# How to deal with oily scum on the surface of the water?



## Blacklight (Oct 11, 2012)

Both of my wife's tanks have developed this oily looking crap filled film on the surface of the water. This stuff will not scoop out with a net and it actually avoids a cup when I try to scoop it with that (it actually moves away from anything I put in there like oil being pushed by soap) . I think it's probably from the fish flakes that my wife was feeding them. The filter isn't going to get this stuff. Is there any way to get this crap sopped up?


----------



## DragonFish (Mar 31, 2009)

Its just a protein film, harmless and normal. Actually I don't think I've ever had a fish tank without it....
Generally I just leave mine alone. It doesn't hurt anything and just comes back even when you take it out, so I've kinda given up on it. xD Doesn't really bother me much anyway.

I remember way back that a few people removed it by placing a paper towel flat over the top of the water for a few seconds. I'm not sure if thats still a relevant method or if there is another/better way to go about it.....I don't hear too much on the subject any more, honestly.


----------



## Blacklight (Oct 11, 2012)

I was thinking about a paper towel, but I'm a little paranoid about it.

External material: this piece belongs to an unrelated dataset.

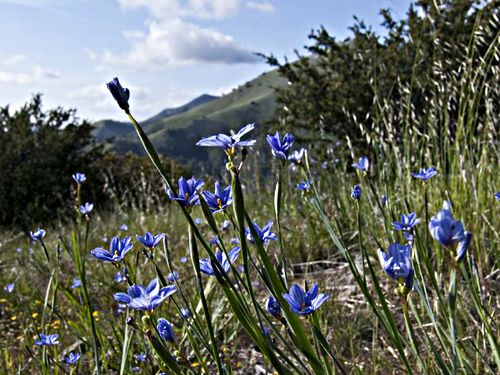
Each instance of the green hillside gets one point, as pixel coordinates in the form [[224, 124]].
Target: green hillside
[[175, 135]]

You don't really know what chemicals go into those things when they're made.


----------



## Kuronue (Oct 12, 2012)

My bubbler keeps that from forming


----------



## DragonFish (Mar 31, 2009)

This is very true, which, though I recall hearing about this method during my earlier days of keeping, is why I hesitantly suggest it. I have used paper towels many times when rinsing and wiping out a new tank or tank that I have broken down and have had absolutely no issues, but I've never used one in a fully set up aquarium with fish in it. 

Its probably best to let the film be, but hopefully someone else has a little more input on the matter for you.


----------



## Blacklight (Oct 11, 2012)

It's funny. Back when I had my old aquariums years ago, I never had this in any of my tanks. Both of these tanks had those filters that were like a box with charcoal, filter fluff, and an airstone in it that sat at the bottom of the tanks (I don't see these kind any more at all.) 
Does oxygenating the water kill this stuff?

I hate the idea of the bettas having to poke their noses through this crap to breathe.


----------



## registereduser (Jul 30, 2010)

I think just keeping the water moving a little bit will keep it from forming.


----------



## DragonFish (Mar 31, 2009)

Fish keeping and produces have certainly changes over the years, thats for sure. xD I don't think I've ever seen anything quite like that....

I don't know if its necessarily oxygenated water as the disturbance of the waters surface that has to do with this stuff forming. It seems to be much more common in betta tanks without filters, though I have it in all my tanks, where my filters are baffled, mostly in the stillest areas.
Air stones and bubblers tend to keep the surface of the water moving, which probably stops this stuff from forming, but for the most part bettas do tend to prefer the stiller water.


----------



## BettaQi (Jul 26, 2012)

I notice this after feeding pellets so I think it is fish oil from the yummy protein-packed NLSpectrum.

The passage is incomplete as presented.